We can see the different effects of the three Cs in this graph.

At the far right, with cache size labelled "Inf", we have the compulsory misses. If we wish to improve a machine's performance on SpecInt2000, increasing the cache size beyond 1 MB is essentially futile. That's the insight given by the compulsory misses.

The fully associative cache miss rate here is almost representative of the capacity miss rate. The difference is that the data presented is from simulations assuming an LRU replacement policy. Showing the capacity miss rate would require a perfect replacement policy, i.e. an oracle that looks into the future to find a cache entry which is actually not going to be hit.

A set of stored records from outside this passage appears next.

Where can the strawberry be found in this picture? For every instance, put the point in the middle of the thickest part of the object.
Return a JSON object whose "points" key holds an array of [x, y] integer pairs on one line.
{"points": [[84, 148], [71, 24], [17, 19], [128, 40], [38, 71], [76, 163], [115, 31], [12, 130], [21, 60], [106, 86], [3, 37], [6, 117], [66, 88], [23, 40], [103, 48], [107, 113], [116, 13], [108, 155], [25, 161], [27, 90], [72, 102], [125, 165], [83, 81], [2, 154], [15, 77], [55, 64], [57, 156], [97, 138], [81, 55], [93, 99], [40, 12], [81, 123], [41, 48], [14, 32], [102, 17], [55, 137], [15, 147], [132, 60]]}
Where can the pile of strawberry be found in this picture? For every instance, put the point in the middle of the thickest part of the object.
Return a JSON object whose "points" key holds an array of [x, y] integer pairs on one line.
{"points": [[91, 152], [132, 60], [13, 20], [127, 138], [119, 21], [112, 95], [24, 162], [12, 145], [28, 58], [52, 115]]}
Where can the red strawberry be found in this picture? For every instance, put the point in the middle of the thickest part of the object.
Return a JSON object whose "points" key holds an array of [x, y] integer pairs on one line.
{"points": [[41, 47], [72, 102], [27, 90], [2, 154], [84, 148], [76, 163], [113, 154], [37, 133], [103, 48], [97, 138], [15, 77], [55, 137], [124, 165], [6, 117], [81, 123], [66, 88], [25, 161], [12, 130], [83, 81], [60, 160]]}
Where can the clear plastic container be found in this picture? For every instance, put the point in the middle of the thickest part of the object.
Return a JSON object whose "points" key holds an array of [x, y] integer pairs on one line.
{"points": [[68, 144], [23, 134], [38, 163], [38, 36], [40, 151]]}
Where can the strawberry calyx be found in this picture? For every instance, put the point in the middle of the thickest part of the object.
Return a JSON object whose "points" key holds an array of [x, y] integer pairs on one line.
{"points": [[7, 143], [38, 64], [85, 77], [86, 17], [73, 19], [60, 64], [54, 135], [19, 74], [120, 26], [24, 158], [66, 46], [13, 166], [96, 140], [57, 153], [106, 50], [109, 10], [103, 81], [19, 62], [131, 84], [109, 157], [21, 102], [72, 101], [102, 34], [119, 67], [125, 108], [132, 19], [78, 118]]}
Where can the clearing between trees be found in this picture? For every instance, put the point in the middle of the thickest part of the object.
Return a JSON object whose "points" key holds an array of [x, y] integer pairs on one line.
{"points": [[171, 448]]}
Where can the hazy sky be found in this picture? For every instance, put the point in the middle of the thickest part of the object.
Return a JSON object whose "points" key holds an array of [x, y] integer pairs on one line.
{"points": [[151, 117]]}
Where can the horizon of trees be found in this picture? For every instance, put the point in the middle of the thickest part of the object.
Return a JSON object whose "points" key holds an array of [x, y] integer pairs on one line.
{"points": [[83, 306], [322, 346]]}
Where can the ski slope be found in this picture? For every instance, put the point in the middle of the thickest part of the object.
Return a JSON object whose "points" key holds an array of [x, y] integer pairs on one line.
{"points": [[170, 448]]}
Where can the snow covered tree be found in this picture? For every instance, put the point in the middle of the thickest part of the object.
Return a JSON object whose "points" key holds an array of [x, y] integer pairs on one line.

Note that our approximation of the capacity miss rate falls steeply between 32 kB and 64 kB. This indicates that the benchmark has a working set of roughly 64 kB. A CPU cache designer examining this benchmark will have a strong incentive to set the cache size to 64 kB rather than 32 kB. Note that, on this benchmark, no amount of associativity can make a 32 kB cache perform as well as a 64 kB 4-way, or even a direct-mapped 128 kB cache.

Finally, note that between 64 kB and 1 MB there is a large difference between direct-mapped and fully associative caches. This difference is the conflict miss rate. The insight from looking at conflict miss rates is that secondary caches benefit a great deal from high associativity.

This benefit was well known in the late 80s and early 90s, when CPU designers could not fit large caches on-chip, and could not get sufficient bandwidth to either the cache data memory or cache tag memory to implement high associativity in off-chip caches. Desperate hacks were attempted: the MIPS R8000 used expensive off-chip dedicated tag SRAMs, which had embedded tag comparators and large drivers on the match lines, in order to implement a 4 MB 4-way associative cache. The MIPS R10000 used ordinary SRAM chips for the tags. Tag access for both ways took two cycles. To reduce latency, the R10000 would guess which way of the cache would hit on each access.